Perusing my bookshelf, I pull some signed copies of books by people who aren’t friends or colleagues, just to remind myself of what they wrote, and this is what I come up with: “For Holly, Thanks + Best Wishes”; “For Holly—With thanks + all good wishes—”; and “For Holly—With my very best wishes always.” Plus some signatures and dates and sometimes that cryptic secret author code (which I have adopted, just because everyone else is doing it, with no grasp of what it means) in which the author draws a slash through her name. It could be so straightforward! So easy! So why do I always, always over think it?

I should be honest here: I’ve signed a few “Thanks and best wishes” in my day. But if my long, bubbly inscriptions leave me feeling amateurish and embarrassed, my breezy inscriptions are worse. They come across as disinterested and superior. Anonymous.
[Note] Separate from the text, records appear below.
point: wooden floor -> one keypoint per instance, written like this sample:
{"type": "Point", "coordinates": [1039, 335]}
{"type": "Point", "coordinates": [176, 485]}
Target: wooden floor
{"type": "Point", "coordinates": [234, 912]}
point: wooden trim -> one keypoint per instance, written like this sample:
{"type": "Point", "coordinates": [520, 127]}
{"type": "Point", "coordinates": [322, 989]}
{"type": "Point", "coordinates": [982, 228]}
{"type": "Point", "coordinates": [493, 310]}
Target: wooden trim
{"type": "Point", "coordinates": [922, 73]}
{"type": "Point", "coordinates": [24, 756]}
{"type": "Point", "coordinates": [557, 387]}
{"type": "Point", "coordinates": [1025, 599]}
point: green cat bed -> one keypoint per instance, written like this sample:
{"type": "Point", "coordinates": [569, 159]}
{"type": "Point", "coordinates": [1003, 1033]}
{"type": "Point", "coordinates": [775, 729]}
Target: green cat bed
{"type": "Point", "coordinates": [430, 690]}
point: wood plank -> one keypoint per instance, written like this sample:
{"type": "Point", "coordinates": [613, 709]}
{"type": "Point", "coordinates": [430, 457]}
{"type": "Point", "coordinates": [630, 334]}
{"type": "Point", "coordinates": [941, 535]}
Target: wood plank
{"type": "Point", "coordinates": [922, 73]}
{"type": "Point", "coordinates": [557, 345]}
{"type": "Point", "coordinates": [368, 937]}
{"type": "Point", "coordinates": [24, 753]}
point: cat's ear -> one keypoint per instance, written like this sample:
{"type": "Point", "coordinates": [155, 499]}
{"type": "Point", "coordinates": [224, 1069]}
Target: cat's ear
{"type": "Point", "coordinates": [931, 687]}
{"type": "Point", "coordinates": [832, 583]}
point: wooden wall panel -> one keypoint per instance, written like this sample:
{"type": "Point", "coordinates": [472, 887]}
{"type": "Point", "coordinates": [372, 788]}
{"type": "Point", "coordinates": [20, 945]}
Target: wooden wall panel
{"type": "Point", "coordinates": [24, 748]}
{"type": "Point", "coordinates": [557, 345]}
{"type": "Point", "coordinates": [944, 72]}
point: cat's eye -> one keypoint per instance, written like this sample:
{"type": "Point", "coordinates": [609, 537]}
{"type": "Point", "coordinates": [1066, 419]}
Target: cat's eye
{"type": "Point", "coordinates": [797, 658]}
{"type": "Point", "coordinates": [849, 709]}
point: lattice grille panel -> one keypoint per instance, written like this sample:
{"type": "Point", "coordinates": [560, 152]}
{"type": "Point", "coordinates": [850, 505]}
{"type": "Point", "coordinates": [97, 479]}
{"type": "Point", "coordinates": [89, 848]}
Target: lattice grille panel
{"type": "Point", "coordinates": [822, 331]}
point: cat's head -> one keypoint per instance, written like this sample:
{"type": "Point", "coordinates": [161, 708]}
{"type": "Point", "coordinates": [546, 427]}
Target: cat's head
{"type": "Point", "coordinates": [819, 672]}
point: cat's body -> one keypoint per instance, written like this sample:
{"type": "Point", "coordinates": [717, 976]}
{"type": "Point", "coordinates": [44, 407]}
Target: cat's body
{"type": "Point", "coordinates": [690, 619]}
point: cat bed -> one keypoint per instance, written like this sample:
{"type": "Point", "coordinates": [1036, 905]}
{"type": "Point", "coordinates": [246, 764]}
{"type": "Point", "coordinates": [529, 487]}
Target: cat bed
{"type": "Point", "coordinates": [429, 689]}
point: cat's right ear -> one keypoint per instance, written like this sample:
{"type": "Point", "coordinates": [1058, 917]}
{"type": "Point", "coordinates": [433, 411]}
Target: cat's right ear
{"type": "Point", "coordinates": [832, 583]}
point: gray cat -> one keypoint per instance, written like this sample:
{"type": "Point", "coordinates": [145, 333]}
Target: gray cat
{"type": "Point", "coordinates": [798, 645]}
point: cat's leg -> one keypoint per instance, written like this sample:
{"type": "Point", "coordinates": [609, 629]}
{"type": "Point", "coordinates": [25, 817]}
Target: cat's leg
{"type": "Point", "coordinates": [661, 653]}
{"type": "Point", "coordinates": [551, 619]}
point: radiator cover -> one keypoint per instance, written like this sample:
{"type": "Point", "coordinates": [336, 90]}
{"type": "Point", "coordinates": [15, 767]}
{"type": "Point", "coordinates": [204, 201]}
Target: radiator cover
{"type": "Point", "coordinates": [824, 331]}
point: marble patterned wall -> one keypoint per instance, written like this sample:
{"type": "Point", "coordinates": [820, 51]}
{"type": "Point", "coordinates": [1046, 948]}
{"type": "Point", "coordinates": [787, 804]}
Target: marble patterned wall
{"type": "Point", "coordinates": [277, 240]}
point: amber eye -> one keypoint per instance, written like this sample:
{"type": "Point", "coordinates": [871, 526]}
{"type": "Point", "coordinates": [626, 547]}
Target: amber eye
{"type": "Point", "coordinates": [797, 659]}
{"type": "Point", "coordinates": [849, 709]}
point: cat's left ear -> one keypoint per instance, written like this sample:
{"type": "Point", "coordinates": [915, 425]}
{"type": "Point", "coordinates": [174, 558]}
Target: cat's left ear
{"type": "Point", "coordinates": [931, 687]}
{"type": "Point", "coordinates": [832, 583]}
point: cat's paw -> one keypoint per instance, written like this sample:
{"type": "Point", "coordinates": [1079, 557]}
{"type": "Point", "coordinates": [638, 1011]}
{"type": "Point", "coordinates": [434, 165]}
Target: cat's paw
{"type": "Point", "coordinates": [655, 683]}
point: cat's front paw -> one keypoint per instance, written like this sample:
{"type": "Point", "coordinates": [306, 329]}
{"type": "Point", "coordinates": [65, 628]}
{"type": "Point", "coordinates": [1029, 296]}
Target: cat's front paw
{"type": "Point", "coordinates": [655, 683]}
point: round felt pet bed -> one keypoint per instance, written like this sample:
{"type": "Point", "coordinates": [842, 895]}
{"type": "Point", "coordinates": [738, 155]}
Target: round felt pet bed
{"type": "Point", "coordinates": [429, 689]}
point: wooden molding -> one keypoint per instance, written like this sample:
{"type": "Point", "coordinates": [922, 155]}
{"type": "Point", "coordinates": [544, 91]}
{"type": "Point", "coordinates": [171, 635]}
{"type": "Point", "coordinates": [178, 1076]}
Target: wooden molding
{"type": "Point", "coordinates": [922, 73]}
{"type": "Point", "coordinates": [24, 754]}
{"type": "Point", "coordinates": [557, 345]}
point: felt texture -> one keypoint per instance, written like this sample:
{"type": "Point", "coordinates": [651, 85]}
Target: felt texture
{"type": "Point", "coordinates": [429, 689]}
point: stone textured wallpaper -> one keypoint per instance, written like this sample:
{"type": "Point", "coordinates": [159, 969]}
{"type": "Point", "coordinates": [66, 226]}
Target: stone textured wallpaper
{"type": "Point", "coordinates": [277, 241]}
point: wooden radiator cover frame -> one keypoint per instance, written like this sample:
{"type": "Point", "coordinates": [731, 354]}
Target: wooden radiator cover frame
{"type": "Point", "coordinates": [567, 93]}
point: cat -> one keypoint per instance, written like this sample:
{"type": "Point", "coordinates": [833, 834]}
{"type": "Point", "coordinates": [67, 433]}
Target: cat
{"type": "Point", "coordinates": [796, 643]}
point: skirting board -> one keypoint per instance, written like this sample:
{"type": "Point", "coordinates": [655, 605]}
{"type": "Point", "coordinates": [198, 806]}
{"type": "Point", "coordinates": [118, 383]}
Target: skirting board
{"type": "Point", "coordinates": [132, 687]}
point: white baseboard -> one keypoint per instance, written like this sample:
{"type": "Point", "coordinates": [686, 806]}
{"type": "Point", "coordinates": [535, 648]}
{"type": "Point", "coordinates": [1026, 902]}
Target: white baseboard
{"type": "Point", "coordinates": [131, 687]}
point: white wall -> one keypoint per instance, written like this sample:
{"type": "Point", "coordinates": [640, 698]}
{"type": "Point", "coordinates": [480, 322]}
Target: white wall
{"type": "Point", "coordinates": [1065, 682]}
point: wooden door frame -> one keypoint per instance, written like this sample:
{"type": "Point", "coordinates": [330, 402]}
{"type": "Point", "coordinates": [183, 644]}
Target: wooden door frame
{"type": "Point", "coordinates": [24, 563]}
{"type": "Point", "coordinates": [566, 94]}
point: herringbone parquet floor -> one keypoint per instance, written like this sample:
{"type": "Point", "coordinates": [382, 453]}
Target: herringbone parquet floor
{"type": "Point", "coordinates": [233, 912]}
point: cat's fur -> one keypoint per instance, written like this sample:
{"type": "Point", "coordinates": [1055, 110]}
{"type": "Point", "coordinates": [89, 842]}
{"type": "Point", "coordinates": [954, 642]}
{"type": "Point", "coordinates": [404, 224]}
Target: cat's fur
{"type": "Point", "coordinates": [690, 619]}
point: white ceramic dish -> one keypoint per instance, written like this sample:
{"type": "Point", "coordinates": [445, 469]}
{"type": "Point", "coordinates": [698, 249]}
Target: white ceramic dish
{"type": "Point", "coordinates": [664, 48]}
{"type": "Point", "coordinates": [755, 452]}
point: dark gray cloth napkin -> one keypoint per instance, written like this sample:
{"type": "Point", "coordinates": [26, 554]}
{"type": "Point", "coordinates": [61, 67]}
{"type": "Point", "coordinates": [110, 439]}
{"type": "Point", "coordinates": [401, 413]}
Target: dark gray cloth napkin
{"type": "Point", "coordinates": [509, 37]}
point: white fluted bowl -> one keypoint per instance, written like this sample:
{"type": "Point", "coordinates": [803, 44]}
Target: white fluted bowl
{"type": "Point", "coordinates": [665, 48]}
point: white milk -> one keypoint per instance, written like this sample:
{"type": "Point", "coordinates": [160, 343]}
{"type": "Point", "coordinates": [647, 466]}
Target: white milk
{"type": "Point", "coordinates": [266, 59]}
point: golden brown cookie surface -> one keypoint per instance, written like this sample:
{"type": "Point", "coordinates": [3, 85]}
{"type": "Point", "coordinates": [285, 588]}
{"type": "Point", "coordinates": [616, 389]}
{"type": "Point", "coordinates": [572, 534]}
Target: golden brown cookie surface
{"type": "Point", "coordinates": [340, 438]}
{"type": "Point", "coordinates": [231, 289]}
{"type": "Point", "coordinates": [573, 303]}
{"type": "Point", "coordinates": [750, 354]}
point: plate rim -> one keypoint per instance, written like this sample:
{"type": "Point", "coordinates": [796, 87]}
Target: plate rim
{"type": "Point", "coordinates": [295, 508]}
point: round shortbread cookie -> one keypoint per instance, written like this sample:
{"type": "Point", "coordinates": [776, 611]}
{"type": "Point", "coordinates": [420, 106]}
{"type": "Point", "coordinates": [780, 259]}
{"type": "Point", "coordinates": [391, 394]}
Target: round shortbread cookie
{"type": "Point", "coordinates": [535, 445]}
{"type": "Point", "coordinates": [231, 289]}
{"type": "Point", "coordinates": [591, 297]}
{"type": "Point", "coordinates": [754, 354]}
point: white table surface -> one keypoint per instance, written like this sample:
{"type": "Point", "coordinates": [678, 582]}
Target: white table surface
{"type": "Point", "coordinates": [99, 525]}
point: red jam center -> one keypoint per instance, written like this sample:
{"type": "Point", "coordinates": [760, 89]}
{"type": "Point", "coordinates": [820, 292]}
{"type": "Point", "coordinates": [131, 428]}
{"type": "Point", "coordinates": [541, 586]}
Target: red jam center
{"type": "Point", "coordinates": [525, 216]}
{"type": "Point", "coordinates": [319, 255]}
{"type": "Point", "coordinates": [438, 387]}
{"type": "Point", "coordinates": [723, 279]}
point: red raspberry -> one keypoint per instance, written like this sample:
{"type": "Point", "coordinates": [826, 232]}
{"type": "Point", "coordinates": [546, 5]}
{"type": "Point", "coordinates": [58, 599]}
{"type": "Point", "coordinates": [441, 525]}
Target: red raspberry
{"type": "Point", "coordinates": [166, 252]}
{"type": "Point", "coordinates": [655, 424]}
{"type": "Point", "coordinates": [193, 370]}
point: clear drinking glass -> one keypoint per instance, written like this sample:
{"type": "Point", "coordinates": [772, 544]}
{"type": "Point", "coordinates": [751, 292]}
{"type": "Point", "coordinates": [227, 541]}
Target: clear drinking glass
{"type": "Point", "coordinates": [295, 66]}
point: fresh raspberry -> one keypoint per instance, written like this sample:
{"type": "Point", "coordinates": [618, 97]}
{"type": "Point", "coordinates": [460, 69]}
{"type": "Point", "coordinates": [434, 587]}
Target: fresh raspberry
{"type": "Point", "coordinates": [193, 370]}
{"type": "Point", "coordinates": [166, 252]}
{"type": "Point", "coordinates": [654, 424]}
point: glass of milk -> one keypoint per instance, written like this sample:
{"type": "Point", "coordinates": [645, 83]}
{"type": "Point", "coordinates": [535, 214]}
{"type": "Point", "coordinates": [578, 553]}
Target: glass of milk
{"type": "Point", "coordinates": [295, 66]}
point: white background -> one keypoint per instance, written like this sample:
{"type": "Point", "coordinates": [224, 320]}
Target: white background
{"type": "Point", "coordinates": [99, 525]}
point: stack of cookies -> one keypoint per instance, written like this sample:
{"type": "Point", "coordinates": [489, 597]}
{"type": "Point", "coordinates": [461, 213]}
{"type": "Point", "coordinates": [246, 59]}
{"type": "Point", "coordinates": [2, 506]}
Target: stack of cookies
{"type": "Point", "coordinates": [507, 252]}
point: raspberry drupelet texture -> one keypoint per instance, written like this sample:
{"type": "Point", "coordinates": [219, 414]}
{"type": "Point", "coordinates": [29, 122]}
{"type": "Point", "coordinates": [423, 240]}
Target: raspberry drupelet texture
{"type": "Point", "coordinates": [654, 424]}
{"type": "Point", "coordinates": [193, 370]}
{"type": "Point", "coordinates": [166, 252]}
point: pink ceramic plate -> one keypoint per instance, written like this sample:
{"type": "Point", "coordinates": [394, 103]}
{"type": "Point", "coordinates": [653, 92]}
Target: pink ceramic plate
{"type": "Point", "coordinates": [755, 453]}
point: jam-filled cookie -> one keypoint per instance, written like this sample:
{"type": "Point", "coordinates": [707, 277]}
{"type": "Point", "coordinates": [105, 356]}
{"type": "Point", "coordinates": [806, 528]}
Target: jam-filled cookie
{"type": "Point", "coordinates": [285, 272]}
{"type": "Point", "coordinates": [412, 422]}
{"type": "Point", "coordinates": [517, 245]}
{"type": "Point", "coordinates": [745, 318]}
This weekend, I decided to spend my extra hour from Daylight Savings wandering around one of the local antique malls. Scanning the used books in one particularly well-stocked booth, I found hardcover editions of novels by three local writers, each of whom I know personally. All three were signed. Two were personally inscribed. The two with personal inscriptions read, “With all best wishes” and “With best wishes”; what’s more, I wrote all of the essay that precedes this paragraph before the trip to the antique mall, and was struggling to find the right sentiment to end it on, so it was especially funny to stumble upon those “best wishes,” to see Signed Copy penciled in on the endpapers, as if that increased the book’s value.

Does signing increase value? Probably not. Probably, outside of sentimental value, a signed book is diminished in value, and the reason we persist in the strange ceremony of the author signing is that a personally inscribed book can’t be returned to a publisher. (There persists a myth that autographed books cannot be returned to the publisher; that is, unfortunately, absolutely untrue.) As for sentimental value, how much can we attach to the sentiment of “best wishes”? The words in the book are what matters; those on the title page are just, in most instances, a pact between author and customer. The customer is promising to pay retail for the book. The author is saying, “Thank God for you.”

So maybe that will be my go-to inscription for the new book, which comes out next year: Thank God for you. I don’t always have the right words, on the spot, to express my gratitude to my readers, but I wish them more than the best, because they’re the reason I get to do what I do. If I’m a little more effusive, sometimes, than what seems cool or appropriate, that’s the reason.

And if you someday sell my inscribed book to an antique mall, well, that’s OK, too. Please just white out the embarrassing parts first.